Not only were infants not learning language at a faster rate, but the evidence suggested that they were falling behind.

One of the key pieces of evidence for the video-transfer deficit is a 2010 randomized controlled study of vocabulary learning. Researchers recruited ninety-six families with children between twelve and eighteen months of age and assigned each child to one of four groups. One group watched a bestselling infant-learning DVD at least five times a week without a parent present. Another group watched the same video just as often but with a parent. The third group of kids was tasked with learning the same words only through interaction with their parents—no DVD. A fourth group served as a control and was not exposed to the words at all.
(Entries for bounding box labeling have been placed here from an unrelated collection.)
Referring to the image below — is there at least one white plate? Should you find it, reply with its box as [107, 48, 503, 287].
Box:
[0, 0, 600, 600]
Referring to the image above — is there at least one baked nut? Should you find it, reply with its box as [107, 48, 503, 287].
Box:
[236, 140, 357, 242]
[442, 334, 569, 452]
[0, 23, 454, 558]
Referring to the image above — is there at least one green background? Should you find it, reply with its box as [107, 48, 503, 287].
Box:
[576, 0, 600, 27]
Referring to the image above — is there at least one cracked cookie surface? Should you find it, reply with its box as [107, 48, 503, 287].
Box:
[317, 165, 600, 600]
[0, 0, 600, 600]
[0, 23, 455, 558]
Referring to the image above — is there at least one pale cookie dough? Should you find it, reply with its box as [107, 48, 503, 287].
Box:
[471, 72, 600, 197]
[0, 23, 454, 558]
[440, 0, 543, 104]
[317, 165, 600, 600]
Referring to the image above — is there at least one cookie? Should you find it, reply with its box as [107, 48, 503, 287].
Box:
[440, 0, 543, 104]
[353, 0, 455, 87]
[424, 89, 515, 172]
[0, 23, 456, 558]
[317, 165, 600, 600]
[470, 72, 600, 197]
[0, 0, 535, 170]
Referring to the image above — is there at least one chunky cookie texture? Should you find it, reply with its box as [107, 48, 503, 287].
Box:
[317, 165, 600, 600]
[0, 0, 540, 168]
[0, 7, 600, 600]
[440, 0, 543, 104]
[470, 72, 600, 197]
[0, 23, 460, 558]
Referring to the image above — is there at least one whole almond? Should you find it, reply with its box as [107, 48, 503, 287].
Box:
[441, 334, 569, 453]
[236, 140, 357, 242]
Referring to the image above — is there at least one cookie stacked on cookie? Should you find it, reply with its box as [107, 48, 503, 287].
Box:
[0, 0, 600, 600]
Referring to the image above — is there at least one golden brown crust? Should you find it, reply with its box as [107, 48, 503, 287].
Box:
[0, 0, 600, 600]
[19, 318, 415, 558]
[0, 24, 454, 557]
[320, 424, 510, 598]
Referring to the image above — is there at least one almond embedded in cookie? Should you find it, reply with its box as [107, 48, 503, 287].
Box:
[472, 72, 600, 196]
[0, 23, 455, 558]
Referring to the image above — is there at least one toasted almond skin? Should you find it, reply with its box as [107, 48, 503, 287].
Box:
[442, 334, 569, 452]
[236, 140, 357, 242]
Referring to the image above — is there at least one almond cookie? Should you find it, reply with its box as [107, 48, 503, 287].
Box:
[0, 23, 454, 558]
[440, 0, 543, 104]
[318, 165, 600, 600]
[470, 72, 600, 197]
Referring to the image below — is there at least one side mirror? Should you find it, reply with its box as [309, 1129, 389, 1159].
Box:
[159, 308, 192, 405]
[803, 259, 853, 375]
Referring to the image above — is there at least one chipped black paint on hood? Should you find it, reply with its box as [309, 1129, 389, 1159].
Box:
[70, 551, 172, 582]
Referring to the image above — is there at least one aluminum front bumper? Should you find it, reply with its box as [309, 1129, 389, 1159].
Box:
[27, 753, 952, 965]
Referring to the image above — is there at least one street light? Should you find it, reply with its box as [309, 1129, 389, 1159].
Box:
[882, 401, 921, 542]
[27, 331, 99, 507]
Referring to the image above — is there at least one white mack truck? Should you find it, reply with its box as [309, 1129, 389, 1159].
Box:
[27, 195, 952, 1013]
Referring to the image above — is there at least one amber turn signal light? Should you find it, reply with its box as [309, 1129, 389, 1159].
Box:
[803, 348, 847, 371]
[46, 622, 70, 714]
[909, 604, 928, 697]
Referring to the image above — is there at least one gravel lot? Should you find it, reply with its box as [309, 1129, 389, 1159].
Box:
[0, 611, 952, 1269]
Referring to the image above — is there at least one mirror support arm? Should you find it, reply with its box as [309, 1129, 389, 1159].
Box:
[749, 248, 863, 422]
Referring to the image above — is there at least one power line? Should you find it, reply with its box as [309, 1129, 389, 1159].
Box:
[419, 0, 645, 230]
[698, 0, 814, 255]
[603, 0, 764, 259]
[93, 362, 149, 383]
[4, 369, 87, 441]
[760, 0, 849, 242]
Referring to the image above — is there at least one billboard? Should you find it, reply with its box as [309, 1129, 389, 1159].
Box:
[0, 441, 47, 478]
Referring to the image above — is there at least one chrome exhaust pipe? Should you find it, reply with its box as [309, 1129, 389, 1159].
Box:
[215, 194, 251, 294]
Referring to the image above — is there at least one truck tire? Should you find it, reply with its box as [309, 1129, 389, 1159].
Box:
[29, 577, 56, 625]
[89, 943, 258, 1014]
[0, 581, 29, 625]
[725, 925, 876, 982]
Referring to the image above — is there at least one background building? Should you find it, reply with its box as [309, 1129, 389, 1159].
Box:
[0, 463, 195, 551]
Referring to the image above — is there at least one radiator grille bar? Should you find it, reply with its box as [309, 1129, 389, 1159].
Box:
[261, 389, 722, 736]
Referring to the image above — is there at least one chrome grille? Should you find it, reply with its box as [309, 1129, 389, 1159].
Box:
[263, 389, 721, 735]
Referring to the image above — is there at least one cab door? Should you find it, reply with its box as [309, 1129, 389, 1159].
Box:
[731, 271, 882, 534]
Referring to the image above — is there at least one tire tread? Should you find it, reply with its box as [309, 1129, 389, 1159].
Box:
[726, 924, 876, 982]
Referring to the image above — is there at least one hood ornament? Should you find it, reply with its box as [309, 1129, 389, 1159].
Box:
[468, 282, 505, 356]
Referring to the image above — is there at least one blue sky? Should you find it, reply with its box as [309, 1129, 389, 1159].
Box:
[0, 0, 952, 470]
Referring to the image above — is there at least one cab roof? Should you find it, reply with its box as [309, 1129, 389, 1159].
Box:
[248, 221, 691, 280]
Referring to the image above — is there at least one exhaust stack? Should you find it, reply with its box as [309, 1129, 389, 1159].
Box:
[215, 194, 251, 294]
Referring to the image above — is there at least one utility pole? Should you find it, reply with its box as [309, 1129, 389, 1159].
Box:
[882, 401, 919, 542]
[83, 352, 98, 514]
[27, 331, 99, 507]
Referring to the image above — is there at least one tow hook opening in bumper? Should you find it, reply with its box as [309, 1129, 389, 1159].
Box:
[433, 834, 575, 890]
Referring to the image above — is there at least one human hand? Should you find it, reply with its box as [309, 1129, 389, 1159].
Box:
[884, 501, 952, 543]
The study lasted a month, and the children were tested on their knowledge of the words before and after the study period.

The results clearly show that the toddlers exposed to the video learned no more words than did the control group, regardless of whether a parent was involved. The toddlers who were taught by their parents without the DVD showed the most learning. Interestingly, parents who joined in watching the DVD and reported that their kids enjoyed the video tended to overestimate how much their children had learned, which, again, was very little.

The study makes plain that, when it comes to infant learning, videos are no substitute for face-to-face interaction. Adults who believe otherwise are assuming brain resources that don’t yet exist. Social interaction with parents did not effectively supplement video-based learning because, among toddlers, there just is no such thing as video-based learning.

A third concern about viewing habits among the very young comes under the heading of the displacement hypothesis: time spent watching video potentially displaces other more age-appropriate activities such as face-to-face interactions, creative or open playtime, physical movement, outdoor play, and reading, all of which are known to foster brain health in kids. As noted, surveys suggest that some young children today are spending upward of three hours per day with media, an enormous proportion of their waking time spent not doing developmentally important tasks.

Finally, early viewing habits stick with us, fostering potentially serious effects on social, emotional, and physical health across the lifespan. Early exposure wires young brains to cope with emotions and moods using media instead of through relationships and at the expense of much needed lessons in self-control. Habits are built over time and are influenced by emotionally rewarding stimuli that become harder to change as they become more firmly wired in the brain.

As researchers Dimitri Christakis and Frederick Zimmerman put it, referring to just one kind of media, “The influence that television might play in this neuromaturational process should not be underestimated.”

This influence can result in multiple negative effects that manifest as kids grow up: reduced executive function, mental health issues, higher rates of nearsightedness, and increased levels of obesity, which contributes to other physical health problems down the road. Meanwhile research continues to show that most media exposure for children under three years of age produces no health benefits whatsoever and few if any educational ones; there is simply no getting around the video-transfer deficit.

These findings hold regardless of socioeconomic status. So unequivocal are the research results that the American Academy of Pediatrics (AAP) strongly discourages any media exposure for children under two years of age.